MORE than 60,000 Rwandan Hutu refugees ended 2 1/2 years of exile in Tanzania yesterday, trudging home in a human tide which started at the weekend.
More than 200 children were separated from their parents in the crush and a UN official feared the total could reach 1,000 by the end of the day.
Mothers were given pieces of yellow string by the Red Cross so they could tie themselves to their children in the lines snaking towards Rwanda.
"By noon (9 a.m. Irish time), it was close to 50,000. Now it is more than 60,000 across and before the day is over we expect it will be realistic to see 100,000," said Ms Judith Melby, a spokeswoman for the UN High Commissioner for Refugees (UNHCR) at Ngara.
It was by far the largest number to cross in one day since hundreds of thousands of refugees who fled their camps and trekked away from Rwanda were turned around by Tanzanian troops and began flowing across Rwanda's border on Saturday.
UNHCR said 90,000 Rwandan refugees had returned to Rwanda from Tanzania this month - most over the past three days.
Many refugees slept overnight on the road from the camps in Tanzania, as they did on Saturday night, but the border crossing at Rusomo bridge remained open for thousands who kept walking.
Ms Melby said troops yesterday moved into Karagwe camp, the northernmost of Tanzania's 11 Rwandan camps, and refugees from there would arrive at the border by the end of the week.
Trucks, buses and vans were ready inside Rwanda to pick up footsore refugees, whose will to stay out of Rwanda gave way with a brief flurry of blows from stick-wielding Tanzanian troops.
Tanzania on December 5th ordered all 540,000 Rwandan Hutu refugees out by the end of the month and troops intervened when many surged out of their camps last week and headed away from the Rwandan border.
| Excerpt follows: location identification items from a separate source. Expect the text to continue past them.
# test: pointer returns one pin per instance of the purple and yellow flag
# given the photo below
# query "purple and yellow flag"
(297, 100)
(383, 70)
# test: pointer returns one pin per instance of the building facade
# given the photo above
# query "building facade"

The refugees left Rwanda in 1994 during the genocide by Hutu mobs and militiamen of about 800,000 Tutsis. They say they fear reprisals from Tutsis if they return home.
A column of refugees estimated by UNHCR at 200,000 yesterday stretched for 90 km inside Tanzania.
Ms Anne Willem Bijleveld of UNHCR said soldiers used force to break the grip of intimidators opposed to the mass return.
"In order to break the grip of the leaders. . . some sort of force must be used," she said. "We've never been able to deal with the grip of intimidators. This was the main problem from day one."
Asked why UNHCR would not protest to Tanzania, she said: "We feel the situation in Rwanda is conducive to return and that the people so far have been totally misled by their leaders."
"What we witnessed is the military and police trying to do it [repatriation] in a most peaceful manner," Ms Bijleveld added.
UNCHR has been criticised by Amnesty International for its stance over the Rwandan refugees in Tanzania, which Amnesty says is at odds with the UN agency's commitment to protect refugees from forced expulsion.
Matthew Bigg reports from Goma:
Zairean rebels yesterday appealed to government troops to switch sides and join their forces, renewing a propaganda war designed to weaken army morale ahead of President Mobutu Sese Seko's return home.
The appeal was issued in two documents signed by two lieutenant-colonels in the Zairean army who have apparently switched sides and joined the rebels.
Zairean rebels control much of north and south Kivu.
President Mobutu plans to return today after six weeks convalescing on the French Riviera from cancer surgery, one of his sons said.